From Lizard to Laboratory: In 1990, Dr. Eng was intrigued by research at the NIH showing that venom from some snakes and lizards caused the pancreas to expand, as if they were overstimulated. He noted that the Gila Monster only eats about twice a year,  yet its blood sugar levels were strikingly constant.  The lizard deals with long periods of not eating by slowing its metabolism way down, and then turns it back on like the flick of a switch. He went on to discover exendin-4, a protein naturally found in the saliva and body of the Gila lizard that is remarkably similar to GLP-1, a hormone that triggers the release of insulin from the pancreas. Unlike GLP-1, which has a half-life of minutes, "lizard spit" is long lasting and effective for diabetics who cannot produce enough insulin to control blood sugar. 

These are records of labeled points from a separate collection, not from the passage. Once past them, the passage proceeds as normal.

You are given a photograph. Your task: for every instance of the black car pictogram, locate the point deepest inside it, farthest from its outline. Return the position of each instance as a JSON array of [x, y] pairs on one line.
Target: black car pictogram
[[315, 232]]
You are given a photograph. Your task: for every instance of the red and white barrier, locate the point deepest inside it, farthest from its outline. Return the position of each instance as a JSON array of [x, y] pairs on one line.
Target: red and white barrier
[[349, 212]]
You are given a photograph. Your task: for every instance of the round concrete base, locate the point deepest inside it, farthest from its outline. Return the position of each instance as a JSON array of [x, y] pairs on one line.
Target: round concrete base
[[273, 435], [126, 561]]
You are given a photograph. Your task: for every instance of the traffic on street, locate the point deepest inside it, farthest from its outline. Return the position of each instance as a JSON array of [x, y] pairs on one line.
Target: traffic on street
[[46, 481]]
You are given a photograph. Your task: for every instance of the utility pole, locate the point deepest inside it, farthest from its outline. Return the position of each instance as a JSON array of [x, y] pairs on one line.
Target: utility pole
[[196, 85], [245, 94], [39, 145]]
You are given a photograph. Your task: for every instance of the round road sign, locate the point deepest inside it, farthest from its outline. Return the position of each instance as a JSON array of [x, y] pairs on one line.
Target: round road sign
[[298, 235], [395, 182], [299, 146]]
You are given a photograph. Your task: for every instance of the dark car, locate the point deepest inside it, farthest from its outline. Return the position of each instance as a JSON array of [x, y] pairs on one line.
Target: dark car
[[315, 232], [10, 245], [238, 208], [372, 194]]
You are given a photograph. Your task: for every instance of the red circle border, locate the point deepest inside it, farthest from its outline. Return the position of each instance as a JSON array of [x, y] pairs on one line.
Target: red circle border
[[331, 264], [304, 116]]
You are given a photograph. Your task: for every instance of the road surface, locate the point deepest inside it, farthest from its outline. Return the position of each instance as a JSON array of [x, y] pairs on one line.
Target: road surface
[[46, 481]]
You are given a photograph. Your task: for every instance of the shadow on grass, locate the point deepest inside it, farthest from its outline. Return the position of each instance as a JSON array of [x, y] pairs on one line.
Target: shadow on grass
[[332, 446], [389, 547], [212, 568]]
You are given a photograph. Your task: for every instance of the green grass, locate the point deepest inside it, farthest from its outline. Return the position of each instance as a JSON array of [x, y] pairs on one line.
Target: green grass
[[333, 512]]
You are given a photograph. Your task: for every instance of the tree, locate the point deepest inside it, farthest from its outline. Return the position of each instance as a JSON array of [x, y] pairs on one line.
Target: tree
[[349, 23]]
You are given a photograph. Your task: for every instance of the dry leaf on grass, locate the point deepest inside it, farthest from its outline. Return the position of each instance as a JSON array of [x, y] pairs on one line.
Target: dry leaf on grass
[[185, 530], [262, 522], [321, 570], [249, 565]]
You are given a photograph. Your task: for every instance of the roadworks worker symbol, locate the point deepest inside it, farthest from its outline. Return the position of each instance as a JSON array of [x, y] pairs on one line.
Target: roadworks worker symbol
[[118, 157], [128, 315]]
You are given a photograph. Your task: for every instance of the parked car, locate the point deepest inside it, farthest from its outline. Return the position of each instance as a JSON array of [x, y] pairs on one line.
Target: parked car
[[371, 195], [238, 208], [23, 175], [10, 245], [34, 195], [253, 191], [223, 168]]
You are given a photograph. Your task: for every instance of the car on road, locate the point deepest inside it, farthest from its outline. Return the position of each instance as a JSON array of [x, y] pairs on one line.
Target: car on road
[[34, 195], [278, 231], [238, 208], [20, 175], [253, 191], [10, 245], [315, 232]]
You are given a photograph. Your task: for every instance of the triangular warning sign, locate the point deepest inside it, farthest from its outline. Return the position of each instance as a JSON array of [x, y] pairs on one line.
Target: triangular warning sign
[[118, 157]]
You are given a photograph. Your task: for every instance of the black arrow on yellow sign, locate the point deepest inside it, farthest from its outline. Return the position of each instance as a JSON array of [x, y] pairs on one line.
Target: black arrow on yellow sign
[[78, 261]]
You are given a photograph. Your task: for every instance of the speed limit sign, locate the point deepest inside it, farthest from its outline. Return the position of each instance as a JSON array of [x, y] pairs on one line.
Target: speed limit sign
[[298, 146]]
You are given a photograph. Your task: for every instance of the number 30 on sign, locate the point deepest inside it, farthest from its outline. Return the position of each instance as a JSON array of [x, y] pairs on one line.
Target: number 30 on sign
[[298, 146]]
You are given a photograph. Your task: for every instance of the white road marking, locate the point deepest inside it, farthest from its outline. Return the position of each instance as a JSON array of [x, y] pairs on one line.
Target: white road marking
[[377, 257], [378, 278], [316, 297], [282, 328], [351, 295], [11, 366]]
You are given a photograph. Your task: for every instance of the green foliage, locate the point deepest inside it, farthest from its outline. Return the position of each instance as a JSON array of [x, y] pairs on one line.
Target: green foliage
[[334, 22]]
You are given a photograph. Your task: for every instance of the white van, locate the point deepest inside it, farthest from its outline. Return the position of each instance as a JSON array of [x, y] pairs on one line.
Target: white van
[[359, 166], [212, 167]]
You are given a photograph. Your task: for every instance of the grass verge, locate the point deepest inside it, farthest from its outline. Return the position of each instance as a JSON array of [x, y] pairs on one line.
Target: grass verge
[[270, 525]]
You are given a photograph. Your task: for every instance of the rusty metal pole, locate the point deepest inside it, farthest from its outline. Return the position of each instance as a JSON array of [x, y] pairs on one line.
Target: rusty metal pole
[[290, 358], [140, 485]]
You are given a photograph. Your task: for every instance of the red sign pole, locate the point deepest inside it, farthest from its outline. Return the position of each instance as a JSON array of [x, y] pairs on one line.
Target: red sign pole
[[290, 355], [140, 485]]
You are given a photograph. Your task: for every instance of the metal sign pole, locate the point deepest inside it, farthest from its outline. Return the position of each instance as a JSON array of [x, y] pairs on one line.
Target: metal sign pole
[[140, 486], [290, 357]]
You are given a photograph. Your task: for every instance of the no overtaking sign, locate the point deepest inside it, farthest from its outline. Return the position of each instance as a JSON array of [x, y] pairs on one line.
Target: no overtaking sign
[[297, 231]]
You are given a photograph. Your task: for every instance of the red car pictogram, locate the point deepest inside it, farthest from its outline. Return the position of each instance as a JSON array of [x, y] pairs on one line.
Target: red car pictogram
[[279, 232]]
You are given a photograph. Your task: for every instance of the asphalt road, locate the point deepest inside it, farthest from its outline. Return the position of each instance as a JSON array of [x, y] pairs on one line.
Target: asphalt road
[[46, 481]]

A Case for Curiosity Driven Research: The Golden Goose award enjoys bipartisan support in Congress. Rep. Jim Cooper (D-TN) said, “Medicine from monsters and venom may sound like a science-fiction novel, but it’s a real-life breakthrough. Dr. Eng’s research shows that we can’t abandon science funding only because we don’t know where it might lead. Just ask millions of diabetics whose lives have been improved by his discovery.” Exendin's secrets are still being revealed. More recently, it was found to reduce levels of amyloid beta protein (found in senile brain plaques), and a clinical trial to determine safety and efficacy in Alzheimer's disease is underway (see http://goo.gl/wEy4bX).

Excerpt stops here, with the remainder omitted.